If you suspect someone is grading inappropriately to benefit (or hurt) a classmate, don't ignore it, but don't get preachy!  I've had small issues early on - students giving credit when they shouldn't, hoping to curry favor with a classmate.  Those were easily and definitively solved when I asked publicly but earnestly, "Luke, can you please show me why you marked this answer correct?  I think it's clearly wrong, but am I missing something?"  That's all it takes.

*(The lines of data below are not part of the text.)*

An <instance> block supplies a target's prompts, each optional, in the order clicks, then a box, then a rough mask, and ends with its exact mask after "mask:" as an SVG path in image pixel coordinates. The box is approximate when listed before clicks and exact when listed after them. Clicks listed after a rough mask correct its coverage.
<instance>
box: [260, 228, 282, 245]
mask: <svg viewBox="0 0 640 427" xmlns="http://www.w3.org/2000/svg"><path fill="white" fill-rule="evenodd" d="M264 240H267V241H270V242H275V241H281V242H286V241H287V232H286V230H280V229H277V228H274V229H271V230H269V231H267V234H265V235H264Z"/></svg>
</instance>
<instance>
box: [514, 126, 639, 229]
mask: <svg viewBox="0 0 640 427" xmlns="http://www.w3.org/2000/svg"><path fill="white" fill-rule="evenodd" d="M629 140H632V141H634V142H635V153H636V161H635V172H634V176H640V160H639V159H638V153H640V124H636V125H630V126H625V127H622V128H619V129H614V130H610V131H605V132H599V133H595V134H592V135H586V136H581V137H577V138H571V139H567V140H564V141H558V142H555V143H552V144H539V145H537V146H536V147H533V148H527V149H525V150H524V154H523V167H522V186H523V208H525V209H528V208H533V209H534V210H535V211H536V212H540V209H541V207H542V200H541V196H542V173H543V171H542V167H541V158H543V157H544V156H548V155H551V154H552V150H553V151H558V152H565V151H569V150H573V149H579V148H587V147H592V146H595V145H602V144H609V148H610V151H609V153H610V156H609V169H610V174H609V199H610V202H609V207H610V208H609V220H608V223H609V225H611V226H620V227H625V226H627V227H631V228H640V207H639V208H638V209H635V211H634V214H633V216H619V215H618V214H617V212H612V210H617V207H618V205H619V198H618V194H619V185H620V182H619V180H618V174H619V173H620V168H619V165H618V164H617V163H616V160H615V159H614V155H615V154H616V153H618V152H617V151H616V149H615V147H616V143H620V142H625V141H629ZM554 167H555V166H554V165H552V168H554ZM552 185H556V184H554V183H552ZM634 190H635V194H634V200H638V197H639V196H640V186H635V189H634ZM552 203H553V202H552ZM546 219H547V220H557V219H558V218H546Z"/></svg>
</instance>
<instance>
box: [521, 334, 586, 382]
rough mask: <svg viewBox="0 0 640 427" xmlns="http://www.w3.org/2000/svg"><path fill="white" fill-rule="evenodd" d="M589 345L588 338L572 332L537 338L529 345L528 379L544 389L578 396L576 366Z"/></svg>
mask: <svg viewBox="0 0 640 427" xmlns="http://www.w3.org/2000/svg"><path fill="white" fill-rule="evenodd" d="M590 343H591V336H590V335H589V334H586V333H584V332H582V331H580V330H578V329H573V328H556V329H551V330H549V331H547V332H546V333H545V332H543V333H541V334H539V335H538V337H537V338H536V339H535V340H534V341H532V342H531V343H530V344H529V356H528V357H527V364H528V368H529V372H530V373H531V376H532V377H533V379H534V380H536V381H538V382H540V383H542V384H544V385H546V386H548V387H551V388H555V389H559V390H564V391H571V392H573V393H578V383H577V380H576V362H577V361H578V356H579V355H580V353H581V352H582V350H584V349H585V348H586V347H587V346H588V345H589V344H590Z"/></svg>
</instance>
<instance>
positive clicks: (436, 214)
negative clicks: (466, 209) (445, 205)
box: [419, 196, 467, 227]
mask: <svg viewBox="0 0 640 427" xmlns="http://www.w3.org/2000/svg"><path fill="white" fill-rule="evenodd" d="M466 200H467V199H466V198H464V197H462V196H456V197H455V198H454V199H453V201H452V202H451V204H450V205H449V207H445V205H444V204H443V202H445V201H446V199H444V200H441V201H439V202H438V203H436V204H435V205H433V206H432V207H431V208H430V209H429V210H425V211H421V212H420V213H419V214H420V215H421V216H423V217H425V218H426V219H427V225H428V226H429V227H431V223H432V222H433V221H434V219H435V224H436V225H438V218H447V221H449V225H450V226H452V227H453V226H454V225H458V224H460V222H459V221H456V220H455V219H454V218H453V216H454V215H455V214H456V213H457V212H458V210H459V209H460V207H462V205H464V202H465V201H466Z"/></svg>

(6) Make instant replay available.  We have a standing rule - students may never, ever, argue or discuss with the person who graded their paper.  But they may circle in red a question they think was graded inappropriately, signaling me to take a look.  They can't talk to me, they can't tell me what they meant, they can just circle the question.  And, if the grading was indeed incorrect, I will change the score and let both student and grader know what happened and why.

Early on, usually I get a bunch of students circling their answers, hoping to argue for a better score.  That ends quickly when they can't talk to me to lawyer up.  If someone can't stop arguing and circling obviously wrong answers, I tell that student that I'll take off an additional point for each answer they challenge incorrectly.  (Kind of like how in the NFL a coach loses a time out if he incorrectly challenges a ref's call.)

Thing is, students are more careful graders than I am.  The process is quite fair - even moreso than if I combed through all the quizzes.

The most important point to keep in mind, though, is that the grading process is not even about fairness.  The goals are twofold - to provide an arena in which students are paying attention to physics facts, but also to establish that physics has right or wrong answers.

Within a week my class has stopped arguing with me about grades.  They know what my answer will be - it is the student's responsibility to communicate correct physics the first time, in writing.  They've seen that the entire class is held to the same standard, that no one can sycophantically beg for points after the fact.